ID	IEP-71
Author	Maksim Timonin
Sponsor	Maksim Timonin
Created	06.04.2021
Status	ACTIVE

Motivation

Proposal

Ignite will provide an API for querying and creating secondary (non-SQL) indexes with next features:

Public Ignite Java API (IgniteCache, ClientCache) for direct querying secondary indexes:
1. Query result is Iterator<Cache.Entry<K.V>>, result data is sorted by an index conditions;
2. Decrease an overhead on SQL stuff like query parsing, query planning, etc;
3. Guarantee to run queries on index ~~(Ignite SQL does not support index hints to force IndexScan operations~~ Actually SQL do support index hints https://ignite.apache.org/docs/latest/perf-and-troubleshooting/sql-tuning#index-hints)
4. Clear Java syntax instead of sometimes non-intuitive Ignite SQL;
5. Flexibility in returned fields (cache key, cache val, both, only indexed fields). It helps improve performance for some cases even more.
Improved public Ignite Java API for creating secondary indexes:
1. Functional indexes with Java functional interfaces;
2. New Java API for dynamic creation of secondary indexes;
3. Remove SQL dependency (annotation QuerySqlField) if only index feature is required and SQL is not needed.
Transactional support for "select for update" index queries:
1. User will able to update cache entries for result of an index query within same transaction.

Current state

Ignite has limitations in search by non-key fields. The proposal's goal is to overcome the issues described below.
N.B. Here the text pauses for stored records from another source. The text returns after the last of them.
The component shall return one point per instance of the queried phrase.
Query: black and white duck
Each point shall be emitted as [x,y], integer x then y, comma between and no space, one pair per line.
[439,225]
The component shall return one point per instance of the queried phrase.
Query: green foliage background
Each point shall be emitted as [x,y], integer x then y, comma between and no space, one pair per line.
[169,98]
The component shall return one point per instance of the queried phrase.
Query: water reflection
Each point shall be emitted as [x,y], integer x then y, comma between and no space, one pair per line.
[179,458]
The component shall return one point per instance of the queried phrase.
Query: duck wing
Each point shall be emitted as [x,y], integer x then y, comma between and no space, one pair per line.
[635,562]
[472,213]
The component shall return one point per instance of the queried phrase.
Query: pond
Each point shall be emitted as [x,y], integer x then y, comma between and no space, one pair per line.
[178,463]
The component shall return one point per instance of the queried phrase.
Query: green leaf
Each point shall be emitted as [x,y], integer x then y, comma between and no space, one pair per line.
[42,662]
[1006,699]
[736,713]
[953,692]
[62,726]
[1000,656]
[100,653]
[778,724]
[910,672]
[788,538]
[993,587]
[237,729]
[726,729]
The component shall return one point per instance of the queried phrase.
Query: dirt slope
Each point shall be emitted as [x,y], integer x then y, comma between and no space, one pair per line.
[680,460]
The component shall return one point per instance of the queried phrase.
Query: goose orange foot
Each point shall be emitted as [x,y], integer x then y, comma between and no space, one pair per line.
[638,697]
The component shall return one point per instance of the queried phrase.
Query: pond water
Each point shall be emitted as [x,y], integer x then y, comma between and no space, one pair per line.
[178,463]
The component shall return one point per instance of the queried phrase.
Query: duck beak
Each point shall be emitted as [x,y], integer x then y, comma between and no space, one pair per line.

Syntax limitations for SqlFieldsQuery.
ScanQuery may be slow in case of full cache scan for a data with high selectivity.
Usage of affinity keys does not provide well performance for arbitrary range queries.
No way to provide a functional index.
No transaction guarantees ("select for update" query).

Show this limitations with an example entity: Good(long uid, @Index long ts). Task is to get all cache entries that are created since the last midnight.

1) Using SqlFieldsQuery.

FieldsQueryCursor<List<?>> result = cache.query(
	new SqlFieldsQuery("select _val from Good where ts > ?").setArgs(lastMidnightTs));

List<Good> goods = (List<Good>) result.getAll().get(0);

Pros are:

SQL query uses embedded fast B+Tree index;
Flexibility in returned fields (key only, val only, both, or only indexed fields).

Cons are:

SQL query syntax:
1. User may not use SQL anywhere in a project. So this query can be the only SQL query within a project, so it leads to bad UX.
2. SQL may be unclear for a user as it contains "_val" as column to return. Also it doesn't provide a type check, due to Java generics runtime erasion.
3. Result of a query is not a list of Cache.Entry, but a list of rows, where cache value is just one of column.
SQL does not give guarantee of using index for a query (no hints, also H2 does not automatically analyze selectivity of a data for a GridH2Table).
SQL does not support functional indexes.
SQL does not support transactions, no way to implement "select for update" query.

2) Using ScanQuery.

QueryCursor<Cache.Entry<Long, Good>> cursor = cache.query(new ScanQuery<>((k, v) -> v.ts > lastMidnightTs));

List<Cache.Entry<Long, Good>> result = cursor.getAll();

Pros are:

Clear Java syntax (generics, BiPredicate);
Returns Cache.Entry cursor.

Cons are:

Scan query may be slow as traverses all data in a cache for high selectivity data;
Scan queries does not support transactional updates, no way to implement "select for update" query;
No flexibility in returning fields (it returns just cache key-val pairs).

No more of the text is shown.